On Fri, Mar 31, 2006 at 09:07:39AM -0500, Brian Barrett wrote:

> > I have a first quick and dirty patch, replacing AF_INET by AF_INET6,
> > the sockaddr_in structs and so on.
> Is there a way to do this to better support both IPv4 and IPv6?

I think so, too. There are probably two different ways to achieve
this: either provide two components "tcp" and "tcp6" or use
v6-mapped-v4 addresses. The first would surely result in a lot
of shared code, but I think this won't be a problem. If it is
possible to have to components (and by this several modules)
for communication, this might be a solution.

The other way, v6-mapped-v4, is how normal userland daemons
are usually implemented. The application only listens on
v6-sockets, v4-addresses are mapped to ::ffff:a.b.c.d/96,
where a.b.c.d is the normal 32bit v4-address:

Mar 31 13:58:26 ltw pop3-login: Login: xxxxx [::ffff:84.184.164.40]

Perhaps it's a good idea to port any internal structure to
IPv6, as it is able to represent the whole v4 namespace.
One can always determine whether it is a real v6 or only
a mapped v4 address (the common ::ffff: prefix)


> mca_btl_tcp_proc_insert(), which is what I think you're referring to  
> by the net1/net2 code, that's intended to be used to try to get all  
> the multi-nic scenarios wired up in the most advantageous way  
> possible.  So we look at the combination IPv4 addr and netmask and  
> prefer to connect two endpoints in the same subnet.

Ok, this is how I understood the code. The current implementation
does a bitwise AND on uint32, for IPv6 this will be 128 bits.

I don't know of any predeclared type of this size, so we have
to find a different solution. Though the final decision will
always be boolean ("Are we on the same network?" Yes/No), we
have to represent the correct answer.

There is only one comparision between net1 and net2, so the
decision is a local one and we don't really need the
netmasks.

> I'm not sure how IPv6 deals with netmasks and routing, but I'm
> assuming there would be something similar.

Pretty much the same. Netmasks are now called "prefixlen",
integers between 0 (like /0) and 128 (like /32).
The typical onlink prefixlen is /64, there's usually no
smaller (i.e. /112) prefixlen, though it might exist.

Routing aggregation is done by enlarging the prefix.
A typical one is /48, this means 2^16 networks with 2^64
hosts each.

So to say: the LAN prefixlen will be 64 in most cases.
Larger ones (i.e. /48) are only for routing.

I apologize for calling the numerical smaller value of 48
the larger prefix than 64. This just refers to the network
size as the /64 is the smaller network.


> > I don't know if this patched tcp-component can handle
> > IPv6 connections, I've never tested it.
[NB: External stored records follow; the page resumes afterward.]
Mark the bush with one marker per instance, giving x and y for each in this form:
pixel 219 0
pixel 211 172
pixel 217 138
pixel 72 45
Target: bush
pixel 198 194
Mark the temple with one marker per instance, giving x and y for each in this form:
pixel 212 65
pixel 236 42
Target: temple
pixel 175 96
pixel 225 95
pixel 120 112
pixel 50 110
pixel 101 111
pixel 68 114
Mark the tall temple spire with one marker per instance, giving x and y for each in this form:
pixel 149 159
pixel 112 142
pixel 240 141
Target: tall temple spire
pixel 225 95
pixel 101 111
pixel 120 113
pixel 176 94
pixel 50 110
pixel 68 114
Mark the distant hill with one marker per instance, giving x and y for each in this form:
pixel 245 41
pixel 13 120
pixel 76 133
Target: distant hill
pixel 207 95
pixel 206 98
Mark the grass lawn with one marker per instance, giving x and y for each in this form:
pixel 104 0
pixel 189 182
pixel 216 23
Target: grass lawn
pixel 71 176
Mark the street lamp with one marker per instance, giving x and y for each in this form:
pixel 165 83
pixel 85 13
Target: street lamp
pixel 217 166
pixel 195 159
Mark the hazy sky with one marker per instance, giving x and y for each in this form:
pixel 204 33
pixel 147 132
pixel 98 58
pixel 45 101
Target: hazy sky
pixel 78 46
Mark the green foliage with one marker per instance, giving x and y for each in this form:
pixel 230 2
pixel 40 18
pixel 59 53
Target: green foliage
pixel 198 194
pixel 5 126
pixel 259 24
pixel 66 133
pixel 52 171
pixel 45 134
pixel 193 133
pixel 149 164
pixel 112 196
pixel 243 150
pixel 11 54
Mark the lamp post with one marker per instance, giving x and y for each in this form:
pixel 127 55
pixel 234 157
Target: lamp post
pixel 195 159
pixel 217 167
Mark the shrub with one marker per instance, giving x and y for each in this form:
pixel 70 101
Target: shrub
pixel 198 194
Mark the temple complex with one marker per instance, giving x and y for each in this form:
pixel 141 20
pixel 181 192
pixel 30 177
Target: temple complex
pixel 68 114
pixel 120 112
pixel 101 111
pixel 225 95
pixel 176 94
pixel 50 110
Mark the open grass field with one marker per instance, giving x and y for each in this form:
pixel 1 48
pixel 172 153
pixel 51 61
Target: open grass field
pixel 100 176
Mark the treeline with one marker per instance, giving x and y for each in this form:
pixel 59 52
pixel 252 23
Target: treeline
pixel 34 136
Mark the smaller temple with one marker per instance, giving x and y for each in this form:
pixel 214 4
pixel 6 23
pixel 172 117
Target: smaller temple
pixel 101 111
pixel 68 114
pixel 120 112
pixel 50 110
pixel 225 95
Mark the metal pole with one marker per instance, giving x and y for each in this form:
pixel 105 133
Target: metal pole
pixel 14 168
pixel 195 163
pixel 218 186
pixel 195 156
I think it
> > even breaks IPv4 functionality; we should make clear
> > how IPv4 and IPv6 may work in parallel (or may not, if
> > one considers IPv4 deprecated ;)
>  From a practical standpoint, Open MPI has to support both IPv4 and  
> IPv6 for the foreseeable future. 

I think so, too. We're dual stacked.

> We currently try to wire up one connection per "IP device", so it
> seems like we should be able to find some way to automatically
> switch between IPv6 or IPv4 based on what we determine is available
> on that host, right?

That's right. The orte-oob seems to be the right place for
this decision, assuming that ompi/mca/btl/tcp can handle
both or have two different components providing the desired
functionality.

Implementing this dual stack behaviour isn't that hard, almost
every userland tool does it this way: try the v6 and if it
fails, use v4. The user can usually force the code to use
either v4 or v6. This shouldn't be too hard in case of
v6-mapped-v4. The only thing to take care is for RFC1918 networks.

adi@drcomp:~$ telnet ::ffff:127.0.0.1 25

(works fine)

To automatically select the right protocol, it might be good
to prefer IPv4 (smaller headers->less overhead). The user
can still force the use of IPv6 via DNS (assigning special
IPv6-only hostnames)


-- 
mail: a...@thur.de      http://adi.thur.de      PGP: v2-key via keyserver

Lieber einen Spanner im Garten als garkein Strom!